Suppose the filled pyramid has a height of $x$ . Since it's a pyramid has a square base and is constructed within a cube, its volume will equal $\dfrac{x^3}{3}$ due to triangular similarity.

Now we can set up the equation for rates of change:

$\dfrac{dv}{dt} = \dfrac{dv}{dh}\cdot \dfrac{dh}{dt}$

We can evaluate $\dfrac{dv}{dh} = \dfrac{d}{dh} \dfrac{x^3}{3} = x^2$ .
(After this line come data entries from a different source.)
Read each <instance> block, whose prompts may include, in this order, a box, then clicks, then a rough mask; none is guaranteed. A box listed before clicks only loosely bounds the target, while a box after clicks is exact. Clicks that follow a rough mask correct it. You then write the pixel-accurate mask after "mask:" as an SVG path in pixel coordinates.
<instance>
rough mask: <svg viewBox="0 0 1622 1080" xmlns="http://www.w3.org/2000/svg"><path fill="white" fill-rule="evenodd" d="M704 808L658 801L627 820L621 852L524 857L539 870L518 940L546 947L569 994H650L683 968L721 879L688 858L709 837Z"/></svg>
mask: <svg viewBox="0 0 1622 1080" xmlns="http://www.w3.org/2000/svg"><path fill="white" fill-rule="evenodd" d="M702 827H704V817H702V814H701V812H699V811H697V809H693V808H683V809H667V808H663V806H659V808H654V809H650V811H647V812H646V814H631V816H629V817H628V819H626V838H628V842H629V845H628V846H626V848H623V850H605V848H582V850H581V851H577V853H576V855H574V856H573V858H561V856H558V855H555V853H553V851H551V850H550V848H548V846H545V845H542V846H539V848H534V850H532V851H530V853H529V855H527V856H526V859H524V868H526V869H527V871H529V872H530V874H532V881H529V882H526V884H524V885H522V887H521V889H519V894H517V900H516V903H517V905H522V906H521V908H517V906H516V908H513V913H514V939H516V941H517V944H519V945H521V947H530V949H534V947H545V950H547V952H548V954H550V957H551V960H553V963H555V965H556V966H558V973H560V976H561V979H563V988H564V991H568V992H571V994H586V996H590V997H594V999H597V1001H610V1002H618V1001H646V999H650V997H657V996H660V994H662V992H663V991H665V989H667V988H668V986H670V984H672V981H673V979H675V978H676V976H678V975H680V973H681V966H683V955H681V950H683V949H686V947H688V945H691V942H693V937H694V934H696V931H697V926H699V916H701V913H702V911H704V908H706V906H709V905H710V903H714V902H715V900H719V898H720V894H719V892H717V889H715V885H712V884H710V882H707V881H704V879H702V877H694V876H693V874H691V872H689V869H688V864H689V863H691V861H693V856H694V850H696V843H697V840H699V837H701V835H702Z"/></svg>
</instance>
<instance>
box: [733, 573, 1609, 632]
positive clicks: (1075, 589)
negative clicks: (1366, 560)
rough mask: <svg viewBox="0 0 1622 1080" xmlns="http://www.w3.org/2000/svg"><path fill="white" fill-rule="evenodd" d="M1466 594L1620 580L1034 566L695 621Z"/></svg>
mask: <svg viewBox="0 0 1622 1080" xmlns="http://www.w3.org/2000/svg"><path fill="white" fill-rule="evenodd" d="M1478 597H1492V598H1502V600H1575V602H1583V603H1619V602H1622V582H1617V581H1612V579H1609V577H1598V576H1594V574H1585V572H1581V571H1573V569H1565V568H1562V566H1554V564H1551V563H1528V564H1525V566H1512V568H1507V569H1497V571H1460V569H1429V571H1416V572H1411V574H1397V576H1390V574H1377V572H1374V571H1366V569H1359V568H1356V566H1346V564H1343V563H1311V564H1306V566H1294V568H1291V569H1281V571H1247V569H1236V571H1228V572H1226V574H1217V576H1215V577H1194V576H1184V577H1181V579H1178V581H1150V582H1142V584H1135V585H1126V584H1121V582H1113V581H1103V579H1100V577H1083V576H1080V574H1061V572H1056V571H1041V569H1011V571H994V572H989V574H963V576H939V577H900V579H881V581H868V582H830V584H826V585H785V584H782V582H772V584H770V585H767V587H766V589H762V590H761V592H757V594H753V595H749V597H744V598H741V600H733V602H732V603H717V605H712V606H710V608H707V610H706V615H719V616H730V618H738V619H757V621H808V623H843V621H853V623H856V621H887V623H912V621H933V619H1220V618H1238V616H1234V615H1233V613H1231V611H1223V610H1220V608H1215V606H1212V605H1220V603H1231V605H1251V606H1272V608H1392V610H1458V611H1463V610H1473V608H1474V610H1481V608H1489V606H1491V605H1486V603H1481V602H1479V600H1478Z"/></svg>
For tap $A$ , the rate of change at $h = x+1$ equals: $\dfrac{dv}{dt} = 1080 = (x+1)^2\cdot \dfrac{dh_{a}}{dt}$ .

For tap $C$ , the rate of change at $h = x-1$ equals: $\dfrac{dv}{dt} = 320 = (x-1)^2\cdot \dfrac{dh_{c}}{dt}$ .

The $\dfrac{dh}{dt}$ for tap $A$ is $1.5$ times of that for tap $C$ .

Hence, when we divide the first equation with the second one, we will get:

$\dfrac{1080}{320} = \dfrac{ (x+1)^2}{ (x-1)^2}\cdot 1.5$

$\dfrac{9}{4} = \dfrac{ (x+1)^2}{ (x-1)^2}$

$\dfrac{3}{2} = \dfrac{x+1}{ x-1}$

$3x -3 = 2x + 2$

$x = 5$

Now all we need to know is the time $T$ taken to obtain such volume $V$ , and since the rate of change is constant, we can calculate for tap $A$ :

$\dfrac{dv}{dt} = \dfrac{V}{T} = 1080$

$1080 = \dfrac{6^3}{3T}$

$T = \dfrac{72}{1080} = \dfrac{1}{15}$

Finally, we can calculate the flow rate for tap $B$ :

$\dfrac{dv}{dt} = \dfrac{V}{T} = 15\cdot \dfrac{1}{3}\cdot 5^3 = \boxed{625}$

Therefore, the tap $B$ has constant flow rate of $\boxed{625}$ mL/min.